Carlos Diegues
Apesar de a Lei Aurea ter sido promulgada oficialmente há 130 anos, a sombra do escravismo renitente e maldito ainda se manifesta, até hoje, em nosso comportamento. Até 1861, a consciência culpada de nossos homens públicos usava a escravidão nos Estados Unidos, um país que já era exemplo moderno de progresso, como argumento a favor de nosso próprio escravismo.
Depois de Abraham Lincoln e da Guerra Civil entre os estados do Norte e do Sul dos Estados Unidos, isso se tornou impossível. Sobretudo porque, quando os afro-descendentes foram então libertados, o governo americano criou uma “compensação” legal, obrigando-se a dar, a cada liberto, alguns poucos acres de terra e uma mula, para permitir sua existência social a partir da nova condição de homem livre.
No Brasil, quem reivindicou compensação foram os senhores de escravos, protestando contra o governo imperial que os libertava, exigindo indenizações capazes de compensar o fim de sua mão de obra gratuita.
Numa democracia de verdade, se respeita acima de tudo a natureza dos direitos humanos, em suas duas versões. Ninguém é obrigado a fazer o que não quer, a ir onde não quer. Mas também ninguém tem o direito de me dizer o que posso ou não posso fazer. Se eu não estiver incomodando ninguém, vou aonde bem entender.
A pureza infantil, feita de ódio seletivo por instinto que não permite restrições, não serve para a vida democrática. Não serve nem para nenhum tipo de vida adulta. Mesmo que o instinto seja confundido com amor, não será desse jeito que se construirá uma civilização. Nossa grandeza deve estar na confiança de que podemos errar e de nossos erros inventar a compaixão, a solidariedade na trajetória do outro que não se confunde conosco. Que embora seja o outro, deve ser tratado como nós mesmos.
Por ocasião do último Festival de Brasília, aquele em que o filme “Vazante” foi massacrado sob o pretexto de não dar voz aos escravos em cena, Inácio Araujo escreveu essa perfeição em sua coluna na Folha de São Paulo: “Nada mais parece importar nos debates, além de reivindicações especificas: de negros, mulheres, homossexuais, classe média, esquerdistas, etc. Sem julgar o valor ou a necessidade de sua luta, parece que o cinema ali só importa como veículo de propaganda. Voltamos aos anos 1930”.
Tudo o que está sendo aqui dito se aplica, de certo modo, ao episódio que acabamos de assistir no Rio de Janeiro, em pleno 2018. A atriz e cantora Fabiana Cozza, que trabalhara com Dona Ivone Lara e conhecia muito bem a família desse ícone de nossa cultura popular carioca, se candidatou para representá-la numa peça musical. Depois dos mais variados testes, Fabiana foi escolhida, pelos responsáveis pelo espetáculo, para fazer o papel de Dona Ivone Lara.

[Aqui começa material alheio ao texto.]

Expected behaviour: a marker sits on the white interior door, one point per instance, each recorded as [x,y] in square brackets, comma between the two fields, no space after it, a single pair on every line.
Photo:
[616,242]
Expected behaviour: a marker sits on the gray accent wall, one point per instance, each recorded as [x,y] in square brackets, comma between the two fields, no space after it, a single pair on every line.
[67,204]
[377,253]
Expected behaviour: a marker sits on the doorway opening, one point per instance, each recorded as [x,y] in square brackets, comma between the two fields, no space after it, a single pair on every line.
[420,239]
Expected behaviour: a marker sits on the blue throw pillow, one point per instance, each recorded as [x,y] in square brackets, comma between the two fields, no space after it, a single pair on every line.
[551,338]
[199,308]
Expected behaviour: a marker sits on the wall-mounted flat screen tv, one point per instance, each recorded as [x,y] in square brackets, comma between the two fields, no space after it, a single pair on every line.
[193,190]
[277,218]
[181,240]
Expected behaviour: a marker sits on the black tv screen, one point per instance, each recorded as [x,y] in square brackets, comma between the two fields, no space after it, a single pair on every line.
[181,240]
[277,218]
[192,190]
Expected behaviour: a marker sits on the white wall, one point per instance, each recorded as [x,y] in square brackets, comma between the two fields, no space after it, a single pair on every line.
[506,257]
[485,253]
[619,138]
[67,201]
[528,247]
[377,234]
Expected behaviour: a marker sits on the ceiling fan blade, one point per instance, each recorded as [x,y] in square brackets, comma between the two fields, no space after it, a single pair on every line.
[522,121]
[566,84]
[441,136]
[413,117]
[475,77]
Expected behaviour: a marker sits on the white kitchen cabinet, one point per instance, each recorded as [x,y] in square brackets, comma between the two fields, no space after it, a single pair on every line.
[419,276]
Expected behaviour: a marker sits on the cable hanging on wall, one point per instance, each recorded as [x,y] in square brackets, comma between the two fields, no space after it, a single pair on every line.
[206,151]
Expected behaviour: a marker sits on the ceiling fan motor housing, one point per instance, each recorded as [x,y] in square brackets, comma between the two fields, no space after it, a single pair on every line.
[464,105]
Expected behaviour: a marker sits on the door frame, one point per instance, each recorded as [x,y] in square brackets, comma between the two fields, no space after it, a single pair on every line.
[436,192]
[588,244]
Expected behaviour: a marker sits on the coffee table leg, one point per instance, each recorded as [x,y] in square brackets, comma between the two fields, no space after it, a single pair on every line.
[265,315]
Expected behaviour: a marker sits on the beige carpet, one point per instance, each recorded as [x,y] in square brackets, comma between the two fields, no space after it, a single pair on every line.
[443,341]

Ela nem chegou a comemorar. No mesmo dia em que sua escolha foi anunciada, começaram as manifestações de afro-descendentes, seus clubes e grêmios representativos, protestando contra a escolha de Fabiana, sob o pretexto de que ela não era suficientemente negra para representar o papel da sambista. Sendo Fabiana filha de um homem negro e de uma mãe branca, ela nascera mulata (palavra que esses mesmos “combatentes” pretendem extirpar de nossa lingua).
E assim, passamos a viver esse absurdo de existir uma atriz capaz de fazer o papel de Dona Ivone Lara melhor do que qualquer outra, mas não pode ser aceita por não ser retinta. Ou sei lá o que os neo-racistas pretendem nos dizer com esse veto. Sinto muito que Fabiana Cozza tenha aceitado o veto, abandonando o papel e a peça. Sei que não foi por gosto, pois ouvi seu depoimento na internet e ela chorava muito, compungida em sua frustração. Mas acontece que ela aceitou o veto e isso a torna colaboradora dessa má ideia. Ou dessa má ideologia. Pena.
Entre nós, está tão polarizada burramente a luta entre facções em torno dos mesmos temas, sejam grandes ou pequenos, que em futuro próximo talvez estejamos totalmente imobilizados, incapazes de ter coragem de escolher o que considerarmos a verdade, mesmo que ela não o seja.
Stan Lee, o criador do Homem Aranha, usa, nas histórias de seu herói, uma frase de Voltaire que admiro muito: “Grandes poderes trazem grandes responsabilidades”. Democracia e internet acabam por dar grandes poderes a todos nós. Precisamos aprender a usá-los.